Les directions de startups de la Silicon Valley contre la loi
Alors qu'Elon Musk avait étonné jeudi dernier les observateurs en se prononçant pour cette régulation, la plupart de la Silicon Valley s'était positionnée contre, à l'instar d'OpenAI. Celle-ci poussait notamment pour une réglementation au niveau national plutôt qu'un patchwork de lois étatiques.
Chez Meta, le ton était aussi à la critique du projet. Yann Le Cun, responsable scientifique dans l'entreprise, a d'ailleurs rapidement salué la « décision judicieuse » du gouverneur. Il avait relayé plusieurs argumentaires sur X contre le projet de loi.
Du côté d'Anthropic, après avoir critiqué la loi, l'entreprise indiquait dans une lettre (PDF) plus trop savoir où elle en était après les différentes modifications du texte : « selon notre évaluation, le nouveau projet de loi SB 1047 est considérablement amélioré, au point que nous pensons que ses avantages l'emportent probablement sur ses coûts. Toutefois, nous n'en sommes pas sûrs et certains aspects du projet de loi nous semblent encore préoccupants ou ambigus ».
L'ancienne présidente de la Chambre des représentants des États-Unis, Nancy Pelosi, s'était aussi prononcée contre ce projet de loi : « Nous voulons que la Californie soit à la pointe de l'IA en protégeant les consommateurs, les données, la propriété intellectuelle et bien d'autres choses encore, mais le projet de loi SB 1047 est plus nuisible qu'utile à cette fin ».
Quelques têtes d'ingénieurs et de chercheurs qui dépassent
Certains ingénieurs et chercheurs en IA étaient quand même sortis du lot pour soutenir le texte. Le chercheur et ancien salarié de Google Brain, Geoffrey Hinton, avait notamment initié un texte signé par plusieurs employés de la Silicon Valley :
« Nous pensons que les modèles d'IA les plus puissants pourraient bientôt présenter des risques graves, tels qu'un accès élargi aux armes biologiques et des cyberattaques sur les infrastructures critiques. Il est possible et approprié pour les entreprises pionnières de l'IA de tester si les plus puissants modèles peuvent causer de graves dégâts, et pour ces entreprises de mettre en œuvre des mesures de protection raisonnables contre de tels risques ».
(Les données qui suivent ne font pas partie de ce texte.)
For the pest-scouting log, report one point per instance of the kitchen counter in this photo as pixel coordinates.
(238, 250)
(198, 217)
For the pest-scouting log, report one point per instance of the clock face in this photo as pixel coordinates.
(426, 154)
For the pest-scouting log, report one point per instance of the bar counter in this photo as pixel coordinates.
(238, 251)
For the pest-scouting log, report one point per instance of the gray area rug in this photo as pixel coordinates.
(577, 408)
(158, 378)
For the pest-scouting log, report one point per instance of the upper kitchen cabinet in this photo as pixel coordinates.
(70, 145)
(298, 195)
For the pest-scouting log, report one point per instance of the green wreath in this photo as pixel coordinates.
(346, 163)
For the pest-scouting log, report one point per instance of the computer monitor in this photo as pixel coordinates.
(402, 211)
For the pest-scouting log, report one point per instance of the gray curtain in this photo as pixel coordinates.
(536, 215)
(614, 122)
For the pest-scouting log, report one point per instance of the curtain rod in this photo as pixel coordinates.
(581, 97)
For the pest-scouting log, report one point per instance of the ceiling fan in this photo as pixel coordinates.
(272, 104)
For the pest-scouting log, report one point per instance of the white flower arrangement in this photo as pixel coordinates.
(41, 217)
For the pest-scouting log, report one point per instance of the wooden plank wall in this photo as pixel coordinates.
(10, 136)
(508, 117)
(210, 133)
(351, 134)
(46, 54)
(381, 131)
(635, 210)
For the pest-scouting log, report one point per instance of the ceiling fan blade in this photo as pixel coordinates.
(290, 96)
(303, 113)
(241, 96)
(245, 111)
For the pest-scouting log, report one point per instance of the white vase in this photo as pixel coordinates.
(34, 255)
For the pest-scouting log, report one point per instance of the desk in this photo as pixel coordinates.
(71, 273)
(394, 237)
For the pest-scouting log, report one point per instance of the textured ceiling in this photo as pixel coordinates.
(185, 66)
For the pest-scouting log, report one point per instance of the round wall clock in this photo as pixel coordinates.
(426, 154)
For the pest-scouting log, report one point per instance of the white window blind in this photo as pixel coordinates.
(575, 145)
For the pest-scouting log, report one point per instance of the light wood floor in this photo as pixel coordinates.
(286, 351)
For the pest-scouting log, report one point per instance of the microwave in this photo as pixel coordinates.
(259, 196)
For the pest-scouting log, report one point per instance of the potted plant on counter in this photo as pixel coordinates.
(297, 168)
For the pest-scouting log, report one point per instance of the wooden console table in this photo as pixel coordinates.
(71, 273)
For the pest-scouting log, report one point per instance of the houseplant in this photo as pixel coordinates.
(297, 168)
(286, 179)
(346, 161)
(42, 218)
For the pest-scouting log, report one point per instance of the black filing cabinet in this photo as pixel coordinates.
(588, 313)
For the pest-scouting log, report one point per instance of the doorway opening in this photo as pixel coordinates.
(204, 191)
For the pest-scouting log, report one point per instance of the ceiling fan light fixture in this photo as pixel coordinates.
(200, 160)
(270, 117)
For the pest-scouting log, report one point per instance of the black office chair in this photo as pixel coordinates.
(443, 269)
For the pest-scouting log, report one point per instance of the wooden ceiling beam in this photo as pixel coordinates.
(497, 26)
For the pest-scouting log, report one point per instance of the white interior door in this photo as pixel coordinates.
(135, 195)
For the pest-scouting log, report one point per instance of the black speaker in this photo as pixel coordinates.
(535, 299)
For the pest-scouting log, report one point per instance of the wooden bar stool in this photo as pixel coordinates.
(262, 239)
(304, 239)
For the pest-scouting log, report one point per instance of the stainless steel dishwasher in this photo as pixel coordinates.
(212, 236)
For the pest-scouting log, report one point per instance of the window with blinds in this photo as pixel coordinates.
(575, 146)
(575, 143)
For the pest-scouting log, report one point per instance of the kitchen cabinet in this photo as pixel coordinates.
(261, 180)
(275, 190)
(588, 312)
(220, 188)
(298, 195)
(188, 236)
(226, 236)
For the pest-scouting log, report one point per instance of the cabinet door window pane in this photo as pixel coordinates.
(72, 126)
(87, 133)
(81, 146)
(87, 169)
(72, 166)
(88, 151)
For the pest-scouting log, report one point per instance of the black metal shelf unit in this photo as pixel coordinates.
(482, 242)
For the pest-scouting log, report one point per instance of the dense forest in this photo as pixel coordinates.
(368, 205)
Hollywood pour une régulation, pour le bien de l'humanité
Du côté de Hollywood, 125 « grands noms » du milieu s'étaient mobilisés en publiant une lettre ouverte. « Nous croyons fermement au potentiel éblouissant de l'IA à être utilisée pour le bien. Mais nous devons aussi être réalistes quant aux risques », affirmaient-ils. Cette lettre se défendait de tout corporatisme en expliquant que « ce projet de loi ne vise pas à protéger les artistes, mais à protéger tout le monde ».
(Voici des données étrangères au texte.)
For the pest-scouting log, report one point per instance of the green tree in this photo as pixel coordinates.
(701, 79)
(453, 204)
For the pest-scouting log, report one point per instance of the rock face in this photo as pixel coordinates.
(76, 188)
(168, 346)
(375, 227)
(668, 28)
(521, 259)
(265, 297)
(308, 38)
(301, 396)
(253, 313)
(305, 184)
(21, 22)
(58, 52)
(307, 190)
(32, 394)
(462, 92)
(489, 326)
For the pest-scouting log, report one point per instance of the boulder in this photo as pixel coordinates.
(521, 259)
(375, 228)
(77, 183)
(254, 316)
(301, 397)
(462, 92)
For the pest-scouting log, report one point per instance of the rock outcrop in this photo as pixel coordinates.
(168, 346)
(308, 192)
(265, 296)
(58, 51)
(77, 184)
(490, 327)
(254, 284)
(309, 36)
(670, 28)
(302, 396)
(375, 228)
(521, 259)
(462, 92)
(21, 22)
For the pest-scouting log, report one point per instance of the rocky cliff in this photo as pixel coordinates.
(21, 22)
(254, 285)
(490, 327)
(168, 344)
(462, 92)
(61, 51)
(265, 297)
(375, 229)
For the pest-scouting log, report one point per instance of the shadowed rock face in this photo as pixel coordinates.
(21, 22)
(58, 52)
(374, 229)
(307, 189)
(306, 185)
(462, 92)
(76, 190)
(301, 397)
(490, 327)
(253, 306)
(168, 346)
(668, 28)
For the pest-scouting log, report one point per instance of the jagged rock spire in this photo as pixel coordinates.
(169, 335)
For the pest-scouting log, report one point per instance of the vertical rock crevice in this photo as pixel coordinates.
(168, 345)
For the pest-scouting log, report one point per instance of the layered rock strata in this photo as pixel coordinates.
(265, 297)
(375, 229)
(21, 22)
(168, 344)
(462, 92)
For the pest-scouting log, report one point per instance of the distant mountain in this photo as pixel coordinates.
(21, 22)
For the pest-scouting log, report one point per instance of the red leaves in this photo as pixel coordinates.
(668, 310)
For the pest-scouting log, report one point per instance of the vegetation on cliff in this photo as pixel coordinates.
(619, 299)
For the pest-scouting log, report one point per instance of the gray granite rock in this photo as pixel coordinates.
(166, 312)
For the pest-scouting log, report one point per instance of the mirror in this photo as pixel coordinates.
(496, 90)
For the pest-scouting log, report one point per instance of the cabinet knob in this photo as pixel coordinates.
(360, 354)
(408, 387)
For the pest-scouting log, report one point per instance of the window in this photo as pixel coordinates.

Si le gouverneur Gavin Newsom a posé son véto sur ce texte, il a souligné avoir demandé à un de ses services de travailler sur « l'évaluation des menaces potentielles posées par l'utilisation de l'IA générative » et leurs conséquences sur les infrastructures critiques en Californie, « y compris celles qui pourraient entraîner des pertes massives ».